\section{Parallelization layer}
Mitsuba is built on top of a flexible parallelization layer, which spreads out
various types of computation over local and remote cores.
The guiding principle is that if an operation can potentially take longer than a
few seconds, it ought to use all the cores it can get.

Here, we will go through a basic example, which will hopefully provide sufficient intuition
to realize more complex tasks. 
To obtain good (i.e. close to linear) speedups, the parallelization layer depends on
several key assumptions of the task to be parallelized:
\begin{itemize}
\item The task can easily be split up into a discrete number of \emph{work units}, which requires a negligible amount of computation.
\item Each work unit is small in footprint so that it can easily be transferred over the network or shared memory. 
\item A work unit constitutes a significant amount of computation, which by far outweighs the cost of transmitting it to another node.
\item The \emph{work result} obtained by processing a work unit is again small in footprint, so that it can easily be transferred back.
\item Merging all work results to a solution of the whole problem requires a negligible amount of additional computation.
\end{itemize}
This essentially corresponds to a parallel version of \emph{Map} (one part of \emph{Map\&Reduce}) and is 
ideally suited for most rendering workloads. 

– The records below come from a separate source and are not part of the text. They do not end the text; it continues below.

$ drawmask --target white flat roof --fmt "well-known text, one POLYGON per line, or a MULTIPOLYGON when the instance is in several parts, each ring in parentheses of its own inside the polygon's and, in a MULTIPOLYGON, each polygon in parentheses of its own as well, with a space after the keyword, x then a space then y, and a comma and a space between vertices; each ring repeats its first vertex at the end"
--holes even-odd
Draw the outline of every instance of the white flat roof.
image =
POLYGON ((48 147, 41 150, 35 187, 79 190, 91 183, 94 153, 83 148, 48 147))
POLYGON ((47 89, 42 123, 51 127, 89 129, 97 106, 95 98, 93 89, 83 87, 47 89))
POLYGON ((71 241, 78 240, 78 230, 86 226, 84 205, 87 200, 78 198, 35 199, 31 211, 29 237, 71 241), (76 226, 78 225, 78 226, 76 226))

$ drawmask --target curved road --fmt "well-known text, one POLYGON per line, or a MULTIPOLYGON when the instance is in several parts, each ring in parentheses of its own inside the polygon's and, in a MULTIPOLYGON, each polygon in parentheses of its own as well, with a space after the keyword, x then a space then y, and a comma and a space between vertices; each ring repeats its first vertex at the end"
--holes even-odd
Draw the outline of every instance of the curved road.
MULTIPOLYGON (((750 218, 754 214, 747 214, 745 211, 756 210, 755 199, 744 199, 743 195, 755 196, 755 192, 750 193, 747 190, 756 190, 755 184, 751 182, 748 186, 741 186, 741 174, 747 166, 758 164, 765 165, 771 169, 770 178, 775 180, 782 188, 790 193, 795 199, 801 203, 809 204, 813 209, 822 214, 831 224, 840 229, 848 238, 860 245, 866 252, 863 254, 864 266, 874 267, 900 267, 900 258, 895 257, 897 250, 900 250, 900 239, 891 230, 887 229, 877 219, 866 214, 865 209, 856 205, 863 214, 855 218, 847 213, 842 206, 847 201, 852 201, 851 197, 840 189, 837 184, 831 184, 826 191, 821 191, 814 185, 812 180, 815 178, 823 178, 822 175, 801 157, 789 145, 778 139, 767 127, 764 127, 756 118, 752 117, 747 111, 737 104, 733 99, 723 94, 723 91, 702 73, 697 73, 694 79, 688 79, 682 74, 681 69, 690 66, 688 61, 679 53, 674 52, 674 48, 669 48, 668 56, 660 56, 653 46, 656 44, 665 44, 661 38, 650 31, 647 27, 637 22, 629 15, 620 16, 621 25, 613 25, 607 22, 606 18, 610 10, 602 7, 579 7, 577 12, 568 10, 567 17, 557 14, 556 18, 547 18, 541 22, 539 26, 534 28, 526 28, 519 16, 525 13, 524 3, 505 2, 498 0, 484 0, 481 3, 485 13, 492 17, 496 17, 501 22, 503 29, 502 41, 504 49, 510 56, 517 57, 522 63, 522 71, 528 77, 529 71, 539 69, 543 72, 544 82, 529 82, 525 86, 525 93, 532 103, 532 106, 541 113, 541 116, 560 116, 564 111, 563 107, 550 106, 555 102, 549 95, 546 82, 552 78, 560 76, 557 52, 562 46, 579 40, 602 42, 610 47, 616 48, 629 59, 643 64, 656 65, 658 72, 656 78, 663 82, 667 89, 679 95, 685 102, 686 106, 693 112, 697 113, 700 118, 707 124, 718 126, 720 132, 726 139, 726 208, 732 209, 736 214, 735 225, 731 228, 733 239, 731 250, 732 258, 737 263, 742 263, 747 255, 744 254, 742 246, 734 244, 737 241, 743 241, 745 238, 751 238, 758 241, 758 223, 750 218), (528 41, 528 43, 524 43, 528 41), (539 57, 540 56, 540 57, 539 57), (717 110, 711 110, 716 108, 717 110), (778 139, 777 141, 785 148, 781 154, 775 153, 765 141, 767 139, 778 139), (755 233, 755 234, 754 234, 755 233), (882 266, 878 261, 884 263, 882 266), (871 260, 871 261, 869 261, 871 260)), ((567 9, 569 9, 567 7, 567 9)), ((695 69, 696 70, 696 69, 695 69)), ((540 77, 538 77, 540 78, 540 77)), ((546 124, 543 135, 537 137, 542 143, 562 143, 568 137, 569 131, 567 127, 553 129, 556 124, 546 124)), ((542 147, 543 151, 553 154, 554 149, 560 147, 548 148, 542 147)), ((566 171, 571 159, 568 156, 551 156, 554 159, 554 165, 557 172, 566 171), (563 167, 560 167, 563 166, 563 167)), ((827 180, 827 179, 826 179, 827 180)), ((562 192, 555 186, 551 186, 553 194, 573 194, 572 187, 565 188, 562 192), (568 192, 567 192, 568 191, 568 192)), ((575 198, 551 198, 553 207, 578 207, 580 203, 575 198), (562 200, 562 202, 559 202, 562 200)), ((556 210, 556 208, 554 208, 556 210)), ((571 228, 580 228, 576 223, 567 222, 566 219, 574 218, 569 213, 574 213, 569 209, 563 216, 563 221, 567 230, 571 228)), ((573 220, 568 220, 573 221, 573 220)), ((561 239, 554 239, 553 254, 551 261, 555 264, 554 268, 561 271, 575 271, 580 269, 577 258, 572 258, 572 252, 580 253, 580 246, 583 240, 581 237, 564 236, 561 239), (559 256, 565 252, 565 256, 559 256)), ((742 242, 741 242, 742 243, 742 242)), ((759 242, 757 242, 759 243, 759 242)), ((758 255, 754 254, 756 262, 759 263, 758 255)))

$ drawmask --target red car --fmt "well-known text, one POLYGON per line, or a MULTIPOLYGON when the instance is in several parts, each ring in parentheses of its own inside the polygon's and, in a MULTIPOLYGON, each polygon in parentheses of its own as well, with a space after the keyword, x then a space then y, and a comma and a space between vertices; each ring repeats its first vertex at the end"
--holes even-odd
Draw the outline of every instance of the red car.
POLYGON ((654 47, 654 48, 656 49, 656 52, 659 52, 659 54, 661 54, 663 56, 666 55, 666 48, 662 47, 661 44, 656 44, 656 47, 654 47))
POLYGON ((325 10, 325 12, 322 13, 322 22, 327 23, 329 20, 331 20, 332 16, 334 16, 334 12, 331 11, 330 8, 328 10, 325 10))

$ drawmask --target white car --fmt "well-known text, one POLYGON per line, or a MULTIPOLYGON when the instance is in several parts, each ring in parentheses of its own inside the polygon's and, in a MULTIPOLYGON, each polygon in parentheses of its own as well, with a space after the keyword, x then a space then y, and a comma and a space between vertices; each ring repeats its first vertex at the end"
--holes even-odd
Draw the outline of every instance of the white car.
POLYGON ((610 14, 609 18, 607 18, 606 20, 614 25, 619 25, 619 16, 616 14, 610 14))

The example we consider here computes a \code{ROT13} ``encryption'' of a string, which 
most certainly violates the ``significant amount of computation'' assumption.
It was chosen due to the inherent parallelism and simplicity of this task.
While of course over-engineered to the extreme, the example hopefully 
communicates how this framework might be used in more complex scenarios.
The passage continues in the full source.